E-auctions to benefit CIL
2 min read . Updated: 04 Apr 2023, 12:25 AM IST
The company produced 703 million tonnes of coal in FY23, up 13% from a year earlier
New Delhi: E-auctions hold out promise for Coal India Ltd in the year ahead even as the state-run miner likely auctioned 60 million tonnes of coal online in FY23, analysts tracking the sector said.
The company produced 703.2 million tonnes of coal in FY23, up 12.9% from a year earlier, and crossing its 700 mt target. Offtake during the year was 694.7 mt, up 5% from 2021-22. Coal India sells most of its produce under fuel supply agreements (FSAs) with power producers. It sells some produce in open markets, but what’s more profitable is e-auctions, where it sells about 10% of its volumes. Since output and sales are expected to rise further in FY24, the e-auction volumes are likely to remain supportive of profitability.
Analysts at Motilal Oswal Financial Services said: “Though the e-auction premiums have cooled off from their highs, they were adequately compensated by higher volumes for e-auctions.
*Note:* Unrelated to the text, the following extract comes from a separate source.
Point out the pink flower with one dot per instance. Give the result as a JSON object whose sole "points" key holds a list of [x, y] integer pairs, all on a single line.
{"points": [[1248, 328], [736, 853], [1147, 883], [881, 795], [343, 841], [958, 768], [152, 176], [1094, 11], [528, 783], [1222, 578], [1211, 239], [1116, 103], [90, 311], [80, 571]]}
We expect Coal India to register better sequential performance in 4Q with higher volumes for the e-auction and almost similar levels of premium."
E-auction premiums refer to the price fetched by the company above the notified prices; however, premiums have fallen with declining international coal prices. Premium hard coking coal is down around 10% from the previous month to around $351 a tonne, on the back of easing Australian coal supply, which was disrupted due to climatic conditions and logistics bottlenecks, analysts said. However, Coal India’s rising volumes may make up for the declining international coal prices.
E-auction premiums will also depend on power demand, analysts said.
Elara Securities analyst Rupesh Sankhe said e-auction premiums have come down with the decline in international prices. However, power demand is currently at around 185 GW, and once it rises past 200-210 GW, it may remain supportive of e-auction premiums. Peak demand is expected to reach 225 GW.
In an attempt to meet peak power demand during summer months, the government has allowed higher coal imports and asked power plants using imported coal to run at full capacity. Port operators are also expecting significant rise in coal imports. Analysts said while imports may ease the pressure on domestic demand, it may not have a significant impact on the e-auction premiums or demand. Therefore, analysts have maintained a positive view on the earnings of Coal India. Outlook for Coal India’s production is also improving, and its overburden removal (OBR) reached 101.4% of the target. The removal of soil and stone is known as Over Burden Removal (OBR). The increase in OBR removal is to make future coal excavation easier and improves the volume outlook for the company targeting 780 MT coal production in FY24. The growth was 21.6% over a similar period of FY22 and the 294 million cubic meters volume expansion in a single year is the highest ever increase, Coal India said.